Regarder Perfect Sense en pleine pandémie mondiale du Coronavirus donne au film une actualité étonnante. Mais même pris hors de ce contexte, le film séduit car il s'empare avec originalité du thème de l'existence humaine. Dystopie contemporaine, il met à l'honneur le sens de la vie par le prisme des cinq sens, ou plus précisément de leur disparition. Privés de l'odorat, du goût, puis de l'ouïe et de la vue, nos personnages se trouveront dans l'amour et la confiance.
Les deux personnages ne sont pas choisis au hasard : elle est épidémiologiste, donc au cœur de la science médicale et de la recherche, pourtant désemparées devant l'infection mondiale. Lui est cuisinier, un artisan du plaisir des papilles et des yeux.

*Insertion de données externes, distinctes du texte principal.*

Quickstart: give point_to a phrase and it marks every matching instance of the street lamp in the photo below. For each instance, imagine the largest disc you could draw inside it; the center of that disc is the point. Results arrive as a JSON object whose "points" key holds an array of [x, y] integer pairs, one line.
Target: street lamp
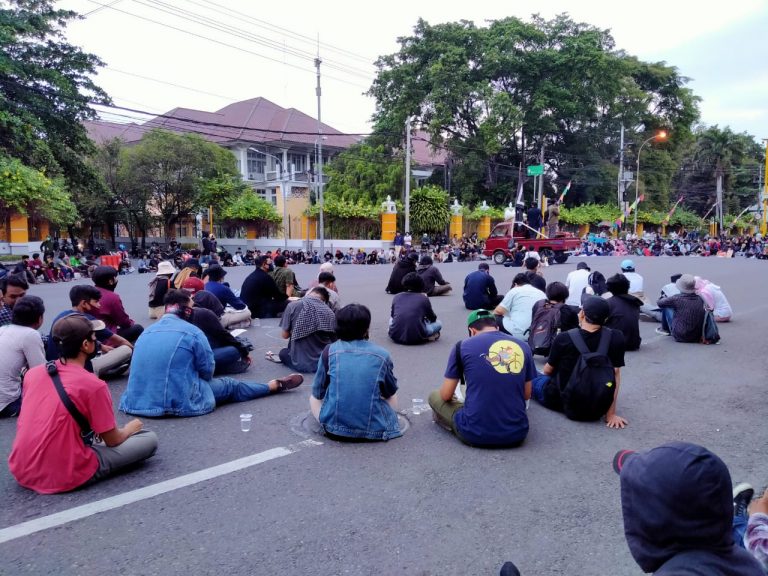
{"points": [[658, 136], [283, 190]]}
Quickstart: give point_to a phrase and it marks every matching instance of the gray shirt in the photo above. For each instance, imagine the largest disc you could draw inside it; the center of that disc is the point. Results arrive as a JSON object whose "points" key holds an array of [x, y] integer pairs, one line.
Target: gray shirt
{"points": [[20, 347]]}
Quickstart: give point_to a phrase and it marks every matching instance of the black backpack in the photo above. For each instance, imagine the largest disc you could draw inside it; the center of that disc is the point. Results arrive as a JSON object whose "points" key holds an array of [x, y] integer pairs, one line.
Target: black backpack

À eux deux, ils forment un "couple d'ordures" comme ils se surnomment : abjects, méprisants, égoïstes dans leurs relations amoureuses, mais aussi meurtris par des drames personnels.
Ponctué par des images d'actualité, autant de parenthèses narratives dans lesquelles la narratrice nous rappelle les pressions écologiques et sociales exercées sur la planète, le film mêle à la (science) fiction une réflexion critique sur les limites du système de consommation et de production actuel.
La puissance de proposition de ce film est innovante et convaincante, elle en est presque malicieusement dérangeante quand on imagine que la science fiction pourrait friser avec la réalité.